Features of parallel PHOENICS

With the rapid increase in computational power available on desktop machines users are demanding larger and larger computational grids (domain). Even with the fastest machines the time required to run some of these cases to convergence can run into many hours. PHOENICS offers the option of solving the computations quicker by splitting the computational domain into smaller sub-domains each of which can be solved in a separate process, thus significantly reducing the time to the overall solution. This is what is known as parallel PHOENICS.

Historically if a user wanted to make effective parallel calculations then one would have needed to create what was known as a PC-cluster of networked computers. Today one can often obtain sufficient parallel computing power within a single workstation. If one needs to set up a traditional cluster using multiple machines then they should be connected via a fast ethernet switch and be configured to enable TCP/IP socket connections between all computers. For efficient parallel computations it is preferable to have all machines in the cluster with the same specification.

The hardware available changes so quickly it is difficult to make specific recommendations, these would also depend on the budget available and the preferences of your organisation. PHOENICS in general, and the solver in particular, does not require any special graphics capabilities, so in chosing a machine we would recommend spending the extra on faster processors and additional RAM.

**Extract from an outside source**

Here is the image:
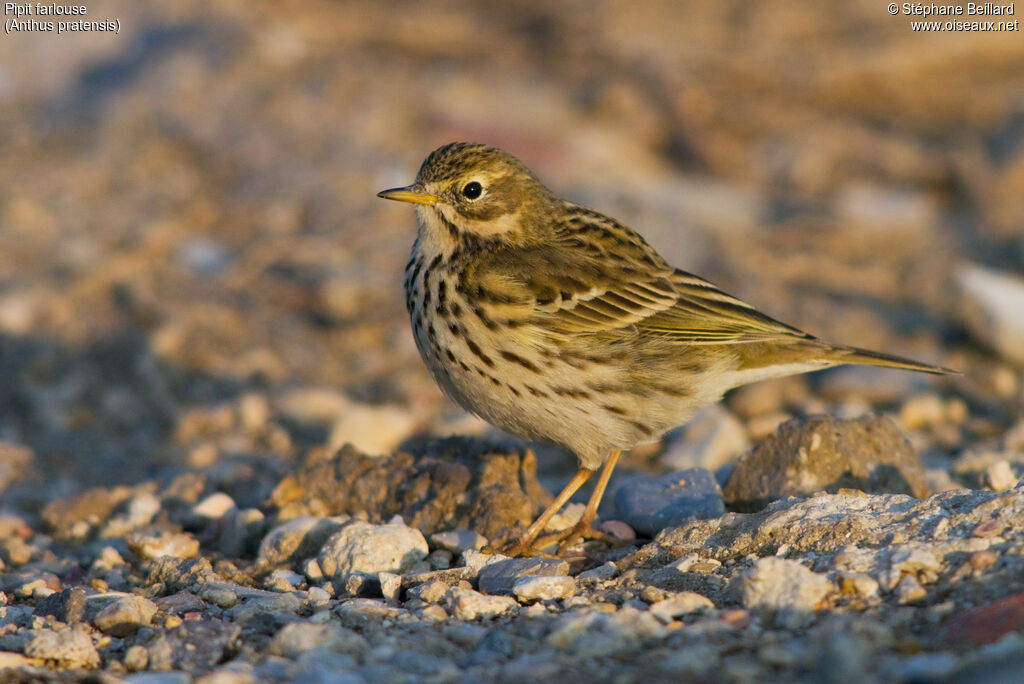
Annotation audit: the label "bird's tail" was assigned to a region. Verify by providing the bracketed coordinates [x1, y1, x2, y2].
[829, 346, 961, 375]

When choosing hardware for PHOENICS, a metric that generally gives a decent indication of performance is the available memory bandwidth per CPU core, followed by the number of CPU cores and then other things such as clock frequency or age of the hardware. PHOENICS will run on one core or on however many cores you can provide it. Memory use is proportional to the number of control volumes used and variables solved for and thus hardware requirements can become highly problem dependent.

For cluster operation the choice of interconnect may also be very important, but we do not have experience with this or data to quantify this. As a guideline one may look to e.g. university clusters or supercomputers, which almost all employ some sort of high speed, low latency interconnect such as Infiniband or modern Ethernet (> 20 Gbps).

For reference, in our office we currently have some 16-core AMD Threadripper based systems that perform well. What we were looking for when purchasing these CPUs was that they have quad channel memory connections and at least one stick of RAM per channel. Current server hardware like Intel's Xeon Scalable or AMD's Epyc have six and eight memory channels, respectively, and would likely be good choices with a balance 2-4 cores per memory channel.

When the user connects their machines on their local network, they hope to get accelerations in their calculations using the parallel program. Often this is the case, but sometimes one can see deceleration. To understand the reasons for this deceleration the user should know something about parallel programming. Each parallel CFD program uses decomposition of the computational domain into several sub-domains. The usual number of sub-domains is equal to the number of processors available. Each sub-domain exchanges data with other sub-domains. If many data items are exchanged, then the processors will spend much time in exchanging them and useful time for calculations will be very small. This situation demonstrates an ineffective use of parallel calculations. Effective parallel calculations will result when the time of calculations is significantly more than the time of data exchange. Hence users should use decompositions which have smaller amount of cells on boundaries. Time of data exchange is connected with latency and time for single exchange which are characteristics of the PC-cluster.

Items to note while running of parallel PHOENICS:

The very popular slab-wise solution of hydrodynamics tasks should be abandoned because it leads to a lot of small data exchanges instead of a single exchange of the whole data which the whole-field solution provides. The user should inspect the file q1 to be sure that all variables are run whole-field. This is especially of concern where the turbulence model uses slab-wise solution by default. For example, statement TURMODE(KE) in the Q1 leads to slab-wise solution of several variables. Parallel run of such case is non-effective.
Usually automatic decomposition will give the best decomposition. Sometimes though the user will want to use a non-standard decomposition or one will want to run a case with Multi-Block grid. For this case one should to write the file PARDAT manually. Description of file PARDAT see here.
User should remember that some features of sequential PHOENICS are not implemented in parallel. For example, InForm in sequential PHOENICS allows to link several cells by formulae, parallel PHOENICS does not allow it.